Russian Foreign Minister Sergei Lavrov used their presence to justify the bombing of a maternity ward there, saying the Azov regiment "and other radicals" were hiding in the building.

The regiment, created in 2014 by far-right activists, was first deployed against pro-Russian separatists in eastern Ukraine.

It has since been integrated into the National Guard, under interior ministry command.

Its founders included Andriy Biletsky, a former member of the Patriot of Ukraine paramilitary organisation.

As first mostly volunteers, the battalion's members wore insignia, such as the so-called "Wolfsangel" (wolf's hook), that were reminiscent of symbols used by SS units in Nazi Germany.

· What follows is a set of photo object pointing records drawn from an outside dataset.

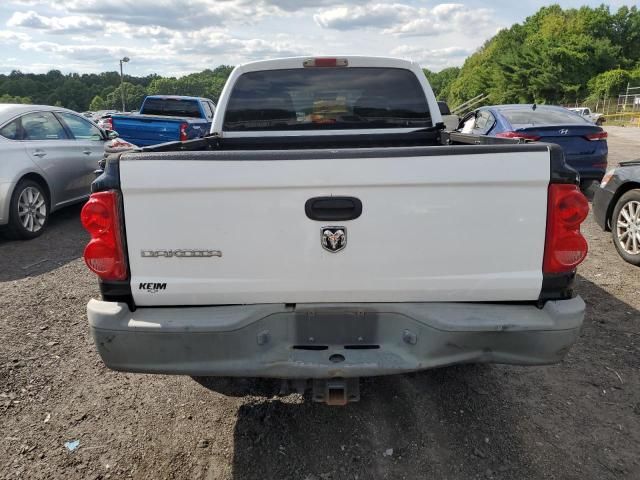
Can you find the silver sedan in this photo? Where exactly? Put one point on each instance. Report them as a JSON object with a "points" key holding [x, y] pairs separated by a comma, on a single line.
{"points": [[47, 159]]}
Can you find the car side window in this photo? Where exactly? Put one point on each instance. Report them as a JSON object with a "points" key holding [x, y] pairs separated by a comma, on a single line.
{"points": [[80, 128], [208, 111], [484, 122], [12, 130], [42, 126]]}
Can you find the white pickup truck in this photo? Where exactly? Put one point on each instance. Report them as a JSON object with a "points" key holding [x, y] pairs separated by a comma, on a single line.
{"points": [[328, 229]]}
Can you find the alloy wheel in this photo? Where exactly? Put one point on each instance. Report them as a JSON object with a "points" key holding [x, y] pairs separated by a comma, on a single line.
{"points": [[32, 209], [628, 227]]}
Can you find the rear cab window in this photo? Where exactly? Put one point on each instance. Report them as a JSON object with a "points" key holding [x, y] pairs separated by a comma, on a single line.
{"points": [[326, 99], [172, 107]]}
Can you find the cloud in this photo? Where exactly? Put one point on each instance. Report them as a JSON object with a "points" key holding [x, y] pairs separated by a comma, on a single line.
{"points": [[57, 25], [405, 20], [172, 14], [374, 15], [8, 37], [296, 5]]}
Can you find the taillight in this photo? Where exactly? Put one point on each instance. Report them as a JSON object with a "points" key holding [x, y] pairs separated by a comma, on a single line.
{"points": [[594, 137], [325, 62], [565, 247], [104, 255], [524, 136]]}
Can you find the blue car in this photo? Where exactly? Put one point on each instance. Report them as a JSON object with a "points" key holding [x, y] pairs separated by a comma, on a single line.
{"points": [[584, 144]]}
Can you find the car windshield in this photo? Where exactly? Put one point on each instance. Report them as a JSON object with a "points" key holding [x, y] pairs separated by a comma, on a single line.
{"points": [[327, 98], [541, 116], [172, 107]]}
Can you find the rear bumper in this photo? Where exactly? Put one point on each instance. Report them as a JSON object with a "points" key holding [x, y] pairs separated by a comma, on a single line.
{"points": [[600, 206], [590, 167], [259, 340], [6, 189]]}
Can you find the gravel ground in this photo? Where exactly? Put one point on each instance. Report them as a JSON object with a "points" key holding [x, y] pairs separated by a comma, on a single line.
{"points": [[576, 420]]}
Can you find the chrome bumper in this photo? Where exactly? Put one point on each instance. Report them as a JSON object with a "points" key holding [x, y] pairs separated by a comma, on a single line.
{"points": [[330, 340]]}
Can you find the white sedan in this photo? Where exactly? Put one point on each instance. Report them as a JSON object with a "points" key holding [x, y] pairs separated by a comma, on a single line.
{"points": [[48, 156]]}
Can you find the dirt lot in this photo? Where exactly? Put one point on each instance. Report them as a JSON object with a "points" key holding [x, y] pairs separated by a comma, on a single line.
{"points": [[576, 420]]}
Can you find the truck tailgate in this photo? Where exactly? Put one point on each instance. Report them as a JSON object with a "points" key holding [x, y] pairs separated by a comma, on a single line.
{"points": [[437, 224]]}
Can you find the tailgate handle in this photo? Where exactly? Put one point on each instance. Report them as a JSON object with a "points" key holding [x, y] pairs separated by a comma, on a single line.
{"points": [[333, 208]]}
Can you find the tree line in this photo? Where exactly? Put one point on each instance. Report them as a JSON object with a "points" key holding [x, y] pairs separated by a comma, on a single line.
{"points": [[103, 91], [559, 56]]}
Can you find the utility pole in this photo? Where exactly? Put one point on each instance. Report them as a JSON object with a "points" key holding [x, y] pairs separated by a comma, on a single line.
{"points": [[122, 60]]}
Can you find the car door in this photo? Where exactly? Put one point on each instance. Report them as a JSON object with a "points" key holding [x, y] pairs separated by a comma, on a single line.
{"points": [[89, 146], [51, 148]]}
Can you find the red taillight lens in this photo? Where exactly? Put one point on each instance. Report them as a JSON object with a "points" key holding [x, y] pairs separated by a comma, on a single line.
{"points": [[565, 247], [104, 255], [524, 136], [594, 137], [325, 62]]}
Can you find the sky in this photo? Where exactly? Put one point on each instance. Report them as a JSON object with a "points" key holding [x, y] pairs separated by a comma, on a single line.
{"points": [[178, 37]]}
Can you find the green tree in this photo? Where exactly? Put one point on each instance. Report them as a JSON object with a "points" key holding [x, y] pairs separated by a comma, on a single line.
{"points": [[97, 103], [6, 98], [441, 81]]}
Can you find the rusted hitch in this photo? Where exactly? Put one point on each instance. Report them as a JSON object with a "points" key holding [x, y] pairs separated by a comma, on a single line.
{"points": [[336, 391]]}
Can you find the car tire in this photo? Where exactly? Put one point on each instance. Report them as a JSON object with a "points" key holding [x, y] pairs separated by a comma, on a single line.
{"points": [[621, 223], [28, 210]]}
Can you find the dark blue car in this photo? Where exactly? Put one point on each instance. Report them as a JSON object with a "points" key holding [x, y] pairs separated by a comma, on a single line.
{"points": [[584, 144]]}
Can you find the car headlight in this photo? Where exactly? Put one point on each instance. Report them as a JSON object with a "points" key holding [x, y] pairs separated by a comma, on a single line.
{"points": [[607, 177]]}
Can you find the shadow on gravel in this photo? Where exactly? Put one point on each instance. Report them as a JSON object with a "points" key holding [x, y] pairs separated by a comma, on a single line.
{"points": [[63, 241], [446, 423]]}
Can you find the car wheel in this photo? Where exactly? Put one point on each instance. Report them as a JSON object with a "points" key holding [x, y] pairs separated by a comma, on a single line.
{"points": [[625, 226], [28, 211]]}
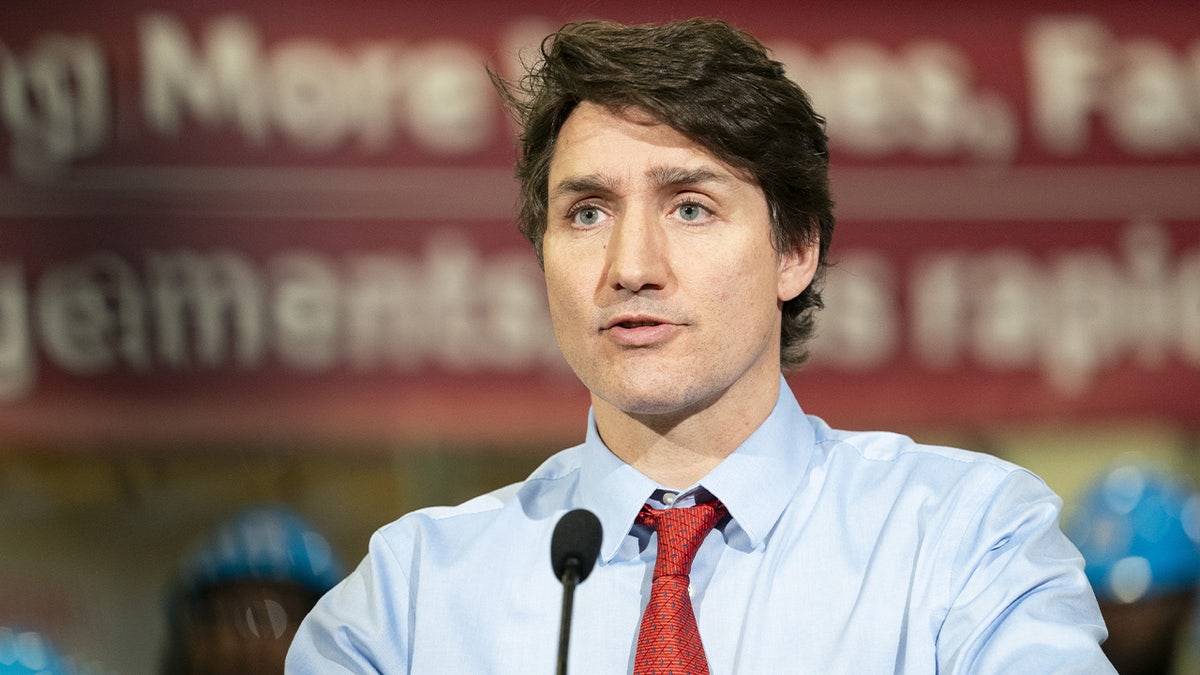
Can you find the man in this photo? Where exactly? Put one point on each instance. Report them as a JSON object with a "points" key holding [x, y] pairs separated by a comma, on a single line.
{"points": [[240, 596], [675, 187]]}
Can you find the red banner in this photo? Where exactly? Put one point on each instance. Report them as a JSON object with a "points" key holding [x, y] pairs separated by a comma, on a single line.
{"points": [[247, 223]]}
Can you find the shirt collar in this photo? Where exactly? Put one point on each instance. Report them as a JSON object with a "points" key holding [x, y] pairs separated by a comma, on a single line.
{"points": [[755, 482]]}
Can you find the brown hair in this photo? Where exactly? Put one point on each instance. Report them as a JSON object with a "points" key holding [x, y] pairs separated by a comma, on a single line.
{"points": [[714, 84]]}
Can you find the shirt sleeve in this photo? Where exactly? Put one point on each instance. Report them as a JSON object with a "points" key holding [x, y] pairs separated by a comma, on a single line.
{"points": [[1019, 601], [354, 628]]}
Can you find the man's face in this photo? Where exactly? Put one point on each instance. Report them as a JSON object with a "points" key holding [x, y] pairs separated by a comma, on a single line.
{"points": [[664, 287]]}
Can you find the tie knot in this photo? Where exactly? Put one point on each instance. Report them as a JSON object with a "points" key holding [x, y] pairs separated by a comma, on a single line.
{"points": [[681, 532]]}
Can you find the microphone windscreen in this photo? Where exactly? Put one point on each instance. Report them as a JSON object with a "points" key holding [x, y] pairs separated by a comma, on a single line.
{"points": [[576, 537]]}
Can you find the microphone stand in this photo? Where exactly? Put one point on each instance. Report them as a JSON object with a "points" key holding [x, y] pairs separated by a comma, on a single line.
{"points": [[570, 579]]}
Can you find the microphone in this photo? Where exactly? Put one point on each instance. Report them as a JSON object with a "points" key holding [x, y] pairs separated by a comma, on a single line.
{"points": [[573, 554]]}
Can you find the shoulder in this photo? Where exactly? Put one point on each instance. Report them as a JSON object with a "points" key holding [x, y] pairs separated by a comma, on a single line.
{"points": [[501, 513], [899, 453]]}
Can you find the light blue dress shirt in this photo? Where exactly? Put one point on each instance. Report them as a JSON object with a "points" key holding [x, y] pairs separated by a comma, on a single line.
{"points": [[855, 553]]}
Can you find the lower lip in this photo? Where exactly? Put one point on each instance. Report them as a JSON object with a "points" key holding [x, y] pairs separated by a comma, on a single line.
{"points": [[642, 335]]}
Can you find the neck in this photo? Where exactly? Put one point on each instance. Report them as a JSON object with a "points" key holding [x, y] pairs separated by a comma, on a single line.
{"points": [[677, 449]]}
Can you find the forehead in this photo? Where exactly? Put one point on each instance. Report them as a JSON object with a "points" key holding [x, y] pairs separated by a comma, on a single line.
{"points": [[595, 138]]}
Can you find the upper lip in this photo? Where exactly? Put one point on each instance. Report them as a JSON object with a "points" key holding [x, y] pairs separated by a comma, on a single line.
{"points": [[634, 320]]}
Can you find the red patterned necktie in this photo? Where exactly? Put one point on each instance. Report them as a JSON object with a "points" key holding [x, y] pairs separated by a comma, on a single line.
{"points": [[669, 641]]}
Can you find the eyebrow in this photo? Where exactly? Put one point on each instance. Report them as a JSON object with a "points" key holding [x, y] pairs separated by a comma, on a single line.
{"points": [[661, 177]]}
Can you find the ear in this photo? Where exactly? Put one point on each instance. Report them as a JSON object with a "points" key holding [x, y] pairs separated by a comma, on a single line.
{"points": [[796, 269]]}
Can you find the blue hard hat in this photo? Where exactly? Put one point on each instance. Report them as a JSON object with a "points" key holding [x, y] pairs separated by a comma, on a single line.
{"points": [[27, 652], [1138, 529], [269, 543]]}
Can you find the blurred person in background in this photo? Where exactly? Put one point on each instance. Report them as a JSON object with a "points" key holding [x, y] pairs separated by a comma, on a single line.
{"points": [[1138, 529], [28, 652], [675, 186], [239, 597]]}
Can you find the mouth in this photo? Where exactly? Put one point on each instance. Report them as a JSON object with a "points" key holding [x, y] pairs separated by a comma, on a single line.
{"points": [[640, 323]]}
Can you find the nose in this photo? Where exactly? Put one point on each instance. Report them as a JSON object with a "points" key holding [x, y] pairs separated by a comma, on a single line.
{"points": [[637, 254]]}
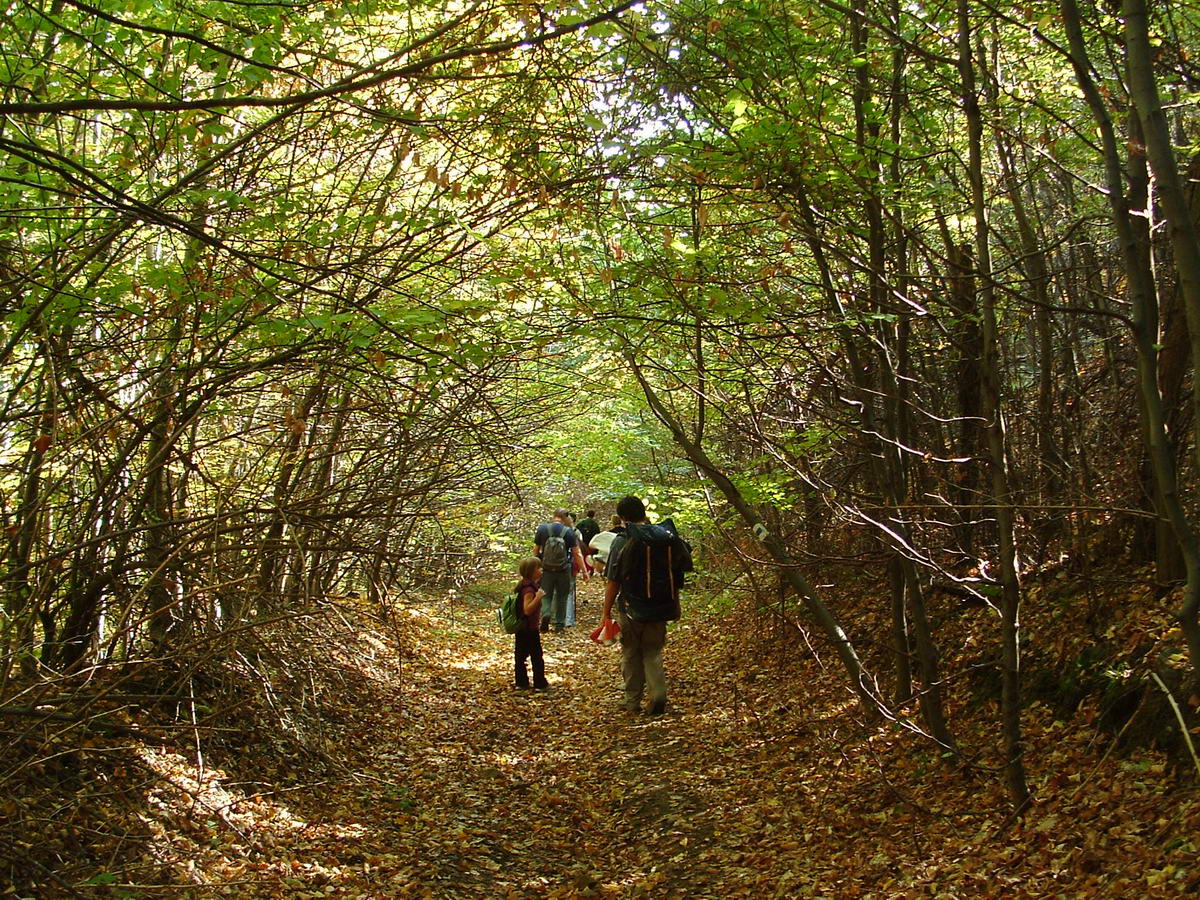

"In 2014 this battalion had indeed a far-right background, these were far-right racists that founded the battalion," said Andreas Umland at the Stockholm Centre for Eastern European Studies.

But it had since become "de-ideologised" and a regular fighting unit, he told AFP.

Its recruits now join not because of ideology but because "it has the reputation of being a particularly tough fighting unit," Umland said.

The Azov battalion, named after the Sea of Azov to Ukraine's south, became famous for winning back Mariupol from Russian-backed separatists in 2014.

Eight years later, it is again fighting for the city that Russian President Vladimir Putin hopes will give him his first major victory in the Ukraine campaign.

Beating the Azov Regiment could also help him justify the "denazification" claims prominent in Russian propaganda, which also labels Ukrainian leader Volodymyr Zelensky, who is Jewish, as leading a "gang of drug addicts and neo-Nazis".

Ukraine's Azov Regiment was created in 2014 by far-right activists, but it has since been integrated into the National Guard
Ukraine's Azov Regiment was created in 2014 by far-right activists, but it has since been integrated into the National Guard AFP / Evgeniya MAKSYMOVA

Such attacks try to build on Russia's collective World War II memory of what it calls the Great Patriotic War, and thus whip up nationalist support for the invasion, experts say.

"The terms 'nazism' and 'fascism' evoke, in the Russian context, absolute evil that you cannot bargain with," said Sergei Fediunin, a political scientist at France's National Institute for Oriental Languages and Civilisations.

"The only option is to fight and destroy it."

Russian propaganda also targets the Ukrainian nationalists who fought Soviet Russia after 1945 and their leader, Stepan Bandera, who collaborated with Nazi Germany.

The Azov Regiment, meanwhile, has joined the propaganda war, publishing victory statements on the Telegram messaging service that are often accompanied by videos of burning Russian tanks, and calling the Russians "the real fascists".

The Azov now function like other regiments "but with better PR," said Vyacheslav Likhachev, a research analyst at the ZMINA Centre for Human Rights in Kyiv.

Their stellar reputation attracts plenty of potential recruits, "so they can choose the better ones", he told AFP.

The unit, numbering 2,000 to 3,000 troops, has kept the same wolf-hook insignia, but Umland said in Ukraine there was little confusion about its links to the past.

"It doesn't have the connotation of being a sort of fascist symbol anymore," he said.

Overall, ultra-nationalist political forces have been on the decline in Ukraine since 2014, said Anna Colin Lebedev at France's Paris Nanterre University.

"One of the reasons is that soft nationalism has now become mainstream since the Russian attack," she said on Twitter.

Azov's former commanders, including Biletsky, entered politics after 2014 but their far-right platform never attracted more than two percent of voters.

But since Russia's invasion some of them have taken up arms again, with the Azov Regiment or other units.

Biletsky, meanwhile, has returned to Mariupol from where he runs an active Telegram account.